A retired detective of the Arson and Explosion Squad, Bill Ryan, who was working on site during the 9/11 tragedy, recalled that on the day it happened they didn't get any answers about what had occurred.
Sputnik
Ryan worked in the World Trade Center during the 1993 bombing. In that incident, a truck bomb was detonated below the North Tower, killing six and injuring about a thousand.
"When I worked on the 1993 bombing, I spent so much time in the Trade Center that I made friendships with a lot of people who worked there…. And everyone that I knew died. It is terribly sad," Ryan admitted, speaking to Sputnik.
Yet he said that there were no similarities between the 9/11 attacks and the one in 1993.
"[in 1993] There was a structural damage but it was inside. In 27 days, it was over, we finished investigation, made arrests. It was very quick; the city went back to normal. With 9/11 I don’t think it will ever get back to normal again…. It was an international thing," he added.
In 2002, an independent commission to investigate the September 11 attacks (9/11 Commission) was created in the United States. In 2004, the commission issued a final report on the circumstances of the tragedy. One of the main findings of the 600-page document was the recognition that the perpetrators took advantage of "deep administrative failures" in the US government.
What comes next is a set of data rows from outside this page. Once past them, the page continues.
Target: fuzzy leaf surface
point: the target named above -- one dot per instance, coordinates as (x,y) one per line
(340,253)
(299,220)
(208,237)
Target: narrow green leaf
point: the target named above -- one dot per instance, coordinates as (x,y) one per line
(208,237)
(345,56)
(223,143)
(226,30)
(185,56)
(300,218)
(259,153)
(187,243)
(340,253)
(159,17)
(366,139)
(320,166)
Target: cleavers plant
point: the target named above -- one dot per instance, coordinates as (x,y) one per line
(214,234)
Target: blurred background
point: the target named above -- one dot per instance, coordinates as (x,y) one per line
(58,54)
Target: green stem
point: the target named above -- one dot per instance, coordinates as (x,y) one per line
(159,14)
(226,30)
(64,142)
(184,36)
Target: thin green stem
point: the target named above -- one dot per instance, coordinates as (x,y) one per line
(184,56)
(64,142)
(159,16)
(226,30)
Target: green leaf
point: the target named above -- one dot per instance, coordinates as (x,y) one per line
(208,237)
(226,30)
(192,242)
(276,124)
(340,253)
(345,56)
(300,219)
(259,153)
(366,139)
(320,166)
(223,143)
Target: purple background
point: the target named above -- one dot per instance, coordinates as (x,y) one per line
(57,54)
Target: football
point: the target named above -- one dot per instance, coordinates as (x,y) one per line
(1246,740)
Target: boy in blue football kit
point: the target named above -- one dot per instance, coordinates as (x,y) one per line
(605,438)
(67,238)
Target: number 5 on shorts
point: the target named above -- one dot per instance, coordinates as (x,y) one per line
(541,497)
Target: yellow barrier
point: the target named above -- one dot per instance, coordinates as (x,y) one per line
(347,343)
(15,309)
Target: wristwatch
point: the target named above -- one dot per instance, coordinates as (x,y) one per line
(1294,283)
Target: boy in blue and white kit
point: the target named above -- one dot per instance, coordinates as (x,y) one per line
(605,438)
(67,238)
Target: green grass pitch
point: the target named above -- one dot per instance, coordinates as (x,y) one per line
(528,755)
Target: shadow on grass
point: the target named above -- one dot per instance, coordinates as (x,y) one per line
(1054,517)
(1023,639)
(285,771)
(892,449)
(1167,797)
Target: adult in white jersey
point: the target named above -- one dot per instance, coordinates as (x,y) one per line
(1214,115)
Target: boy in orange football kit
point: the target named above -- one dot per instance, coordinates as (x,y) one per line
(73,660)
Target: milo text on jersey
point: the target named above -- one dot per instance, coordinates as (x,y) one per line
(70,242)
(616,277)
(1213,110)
American families of victims of the September 11 attacks have long pushed the US government to declassify information related to the ties Saudi Arabia may have had to the terrorists who carried out the attacks.
Earlier in September, US President Joe Biden issued an executive order initiating an interagency review to possibly declassify certain documents related to the September 11 terrorist attacks against the United States within six months. Biden said in a copy of the executive order that information related to the September 11 attacks should not remain classified when the public interest outweighs any damage to national security that might reasonably be expected from the disclosure of the classified documents.